UK government pledges rescue package for North Sea, but nothing for solar
The UK government has confirmed a £250 million ‘rescue package’ for the North Sea oil and gas industry, but appears to have left nothing similar on the table for the UK’s trimmed solar industry on 28 January 2016.
Prime minister David Cameron is in Aberdeen today unveiling the financial injection which will see the creation of a new energy innovation centre established to exploit the remaining North Sea reserves.
It builds on comments he made during Prime Minister’s Questions yesterday afternoon. Cameron said: “I’m determined we build a bridge to the future for all those involved in the North Sea.”
Speaking of the investment this morning, energy secretary Amber Rudd said: “The UK government stands 100% behind our oil and gas industry and the thousands of workers and families it supports.”
“It’s a fantastic industry which benefits Scotland and the whole of the UK, but clearly the low oil price brings real challenges, and we’re determined to do everything we can to take advantage of the UK’s broad shoulders and help build a bridge to the future for UK oil and gas.”
As the oil price has continued to hit new lows, there has been increasing concern for jobs in the region. Last year Oil & Gas UK said that around 5,500 jobs had been lost in offshore oil and gas since 2014, and British Petroleum recently confirmed its intent to shell roughly 600 positions from its North Sea operation.
However there has been no such commitment for the UK’s domestic solar industry, which is also facing a significant threat to job numbers following the introduction of a new feed-in tariff regime.
With rates cut by 64% to 4.39p/kWh and stringent deployment caps implemented, the industry is expected to drastically shrink in size over the coming months. When DECC’s original proposals of an 87% cut to FiTs were unveiled in August the Solar Trade Association forecast that as many as 27,000 jobs could be placed at risk.

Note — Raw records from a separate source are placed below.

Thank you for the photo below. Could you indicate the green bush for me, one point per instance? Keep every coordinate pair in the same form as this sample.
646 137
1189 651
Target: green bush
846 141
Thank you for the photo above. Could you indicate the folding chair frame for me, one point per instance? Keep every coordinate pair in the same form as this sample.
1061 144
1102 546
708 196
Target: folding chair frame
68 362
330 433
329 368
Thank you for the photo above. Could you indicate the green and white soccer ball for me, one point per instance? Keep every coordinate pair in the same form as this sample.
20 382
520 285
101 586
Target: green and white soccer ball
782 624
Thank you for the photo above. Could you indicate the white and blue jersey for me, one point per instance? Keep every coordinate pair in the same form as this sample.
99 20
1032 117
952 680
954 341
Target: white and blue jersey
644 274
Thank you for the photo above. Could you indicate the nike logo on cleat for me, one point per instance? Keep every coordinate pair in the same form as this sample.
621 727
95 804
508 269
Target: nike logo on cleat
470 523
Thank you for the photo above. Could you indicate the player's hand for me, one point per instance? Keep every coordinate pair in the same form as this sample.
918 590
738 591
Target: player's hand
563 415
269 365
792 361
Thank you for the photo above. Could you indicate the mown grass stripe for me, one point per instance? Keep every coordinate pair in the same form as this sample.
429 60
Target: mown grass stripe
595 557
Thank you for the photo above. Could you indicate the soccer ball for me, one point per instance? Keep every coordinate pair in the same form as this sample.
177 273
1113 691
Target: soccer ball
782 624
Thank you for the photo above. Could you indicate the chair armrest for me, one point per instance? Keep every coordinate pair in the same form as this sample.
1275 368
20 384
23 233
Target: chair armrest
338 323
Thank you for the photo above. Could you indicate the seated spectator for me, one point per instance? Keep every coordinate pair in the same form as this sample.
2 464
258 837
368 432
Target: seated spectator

DECC’s own impact assessment for the new regime suggested that 18,700 could be lost as a result of the cuts.
And like Aberdeen being particularly bad hit by the North Sea’s travails, the south west stands to be disproportionately affected by job losses in the solar industry.
The bulk of solar deployment in the UK has been conducted in the south west due to its high levels of irradiance and undeveloped land. The STA’s study found that of the 3,800 people currently employed in the south west by solar firms, 3,040 would stand to lose their jobs – equivalent to roughly 80%.